WHITE FLESH & YELLOW DUST
White Flesh, Yellow Dust
A desert winter, next to water, hearing nothing
but the river and the muttered morse-code
of birds through leaves, a language
that swirls in my ear, like water.
Listen.
Come summer, under a relentless sun
this wadi will crack open its thistled
silence as if silence
was all it could ever have known. Now,
in winter, the green dimples in wild
chamomile, white daisies
flooded with the fragrance of apples, only
not apples—something earthier,
baser, and bitter-smooth on my tongue.
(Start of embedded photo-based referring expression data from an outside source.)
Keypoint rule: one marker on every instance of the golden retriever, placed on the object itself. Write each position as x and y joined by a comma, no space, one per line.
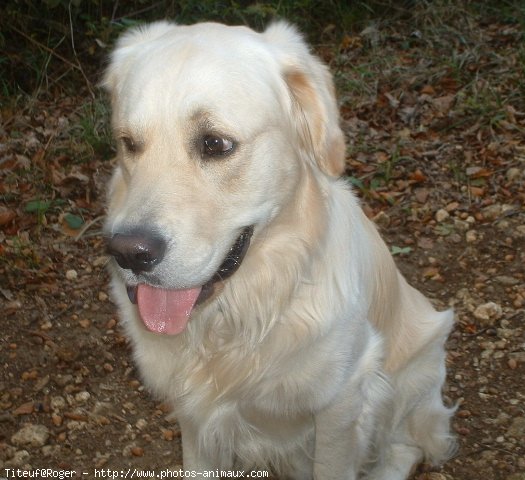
260,300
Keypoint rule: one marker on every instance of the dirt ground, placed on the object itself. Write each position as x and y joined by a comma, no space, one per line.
435,124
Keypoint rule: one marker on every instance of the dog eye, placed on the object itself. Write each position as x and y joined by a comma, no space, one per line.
129,144
214,146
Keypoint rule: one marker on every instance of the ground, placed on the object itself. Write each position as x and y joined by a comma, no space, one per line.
434,115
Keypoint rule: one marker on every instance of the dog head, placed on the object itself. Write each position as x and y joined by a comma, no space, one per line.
215,127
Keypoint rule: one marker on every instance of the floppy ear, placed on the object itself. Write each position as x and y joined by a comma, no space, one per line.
313,95
124,49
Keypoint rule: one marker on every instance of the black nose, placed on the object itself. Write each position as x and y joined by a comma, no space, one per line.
137,250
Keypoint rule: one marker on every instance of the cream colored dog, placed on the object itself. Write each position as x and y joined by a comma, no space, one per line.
260,300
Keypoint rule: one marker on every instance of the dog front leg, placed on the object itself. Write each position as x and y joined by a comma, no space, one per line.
193,459
341,444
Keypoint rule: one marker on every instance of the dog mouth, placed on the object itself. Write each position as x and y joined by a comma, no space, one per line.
168,311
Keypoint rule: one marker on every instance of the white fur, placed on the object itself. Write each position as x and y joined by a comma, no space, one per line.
315,359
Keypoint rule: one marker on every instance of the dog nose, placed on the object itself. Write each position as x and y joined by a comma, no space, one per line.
137,250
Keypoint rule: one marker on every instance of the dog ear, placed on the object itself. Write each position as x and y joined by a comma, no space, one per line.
124,49
313,95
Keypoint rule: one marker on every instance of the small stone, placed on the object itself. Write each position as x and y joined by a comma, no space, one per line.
31,435
82,397
50,450
137,451
102,296
517,428
488,313
84,323
63,380
57,403
100,261
141,424
71,275
56,419
19,459
492,211
441,215
513,174
471,236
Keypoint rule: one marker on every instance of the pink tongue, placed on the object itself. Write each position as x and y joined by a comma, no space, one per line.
166,311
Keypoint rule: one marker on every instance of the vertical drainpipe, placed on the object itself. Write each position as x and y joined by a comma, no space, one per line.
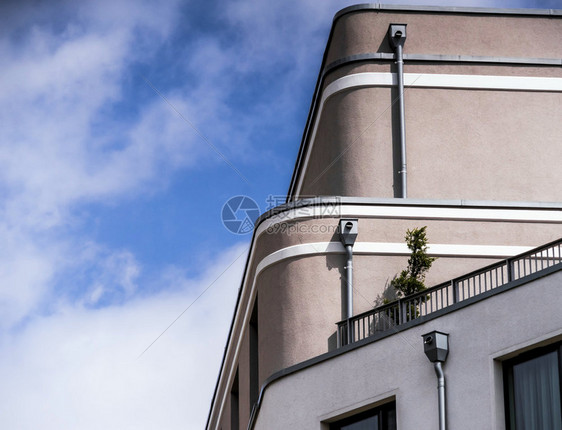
397,38
348,234
436,348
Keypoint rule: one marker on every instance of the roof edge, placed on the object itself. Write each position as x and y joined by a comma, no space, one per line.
446,9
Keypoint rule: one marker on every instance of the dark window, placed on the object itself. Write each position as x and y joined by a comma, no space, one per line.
533,390
381,418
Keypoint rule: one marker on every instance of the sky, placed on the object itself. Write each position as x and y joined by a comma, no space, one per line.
125,128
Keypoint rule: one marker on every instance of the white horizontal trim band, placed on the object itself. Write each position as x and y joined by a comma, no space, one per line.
385,248
433,80
360,248
337,210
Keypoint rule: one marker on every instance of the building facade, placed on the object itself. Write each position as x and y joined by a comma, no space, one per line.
444,118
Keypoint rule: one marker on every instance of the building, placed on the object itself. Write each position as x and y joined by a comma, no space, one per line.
470,148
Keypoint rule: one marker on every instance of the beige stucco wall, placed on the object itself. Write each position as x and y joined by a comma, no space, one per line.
448,34
480,335
461,143
301,297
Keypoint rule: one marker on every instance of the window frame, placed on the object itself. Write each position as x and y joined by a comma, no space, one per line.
507,365
382,411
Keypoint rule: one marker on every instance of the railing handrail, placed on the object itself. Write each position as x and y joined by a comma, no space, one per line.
508,263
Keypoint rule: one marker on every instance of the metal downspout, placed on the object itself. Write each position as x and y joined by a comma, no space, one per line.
441,390
348,234
436,348
400,63
397,37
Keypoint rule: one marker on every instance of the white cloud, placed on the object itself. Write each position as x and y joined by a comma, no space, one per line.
78,368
Monks
who for centuries knelt here, planted bed
after bed of chamomile, resting rough,
home-spun knees against grass
stained with the breath of vespers,
relaxing back on the scent said to expand
their prayers up and open
until they fill this blue arc
of sky. Now there is just stillness,
a silence not quiet, but alive
inside the muted grace of winter light. I
stoop in a chamomile cluster, taste one
flower, then another. They rest, white flesh
and yellow dust in my palm, dust
on my tongue, dust.
I haven’t heard a human voice for days,
have only gazed into the unlocked jaws
of caves that sweat the moisture of centuries,
and still cling to last night's rain. And what holds
me? Once it was my mother’s body, me deep
inside, covered and smooth within secret waters
of my own. Once I arrived as fresh
as this spawned odor of decomposing leaves, algae,
tadpoles and mud. And now? Now
there is this just this desert with its branches
of aquifers that flower and feed
this river, this winter, this green, a green
so clear, so quiet I can hear it grow
and with each exhale feel the essence of what
might still be possible—a blessing,
an earth soft with new growth, so yellow, so blue,
so complicated into molecules, the air tastes of it.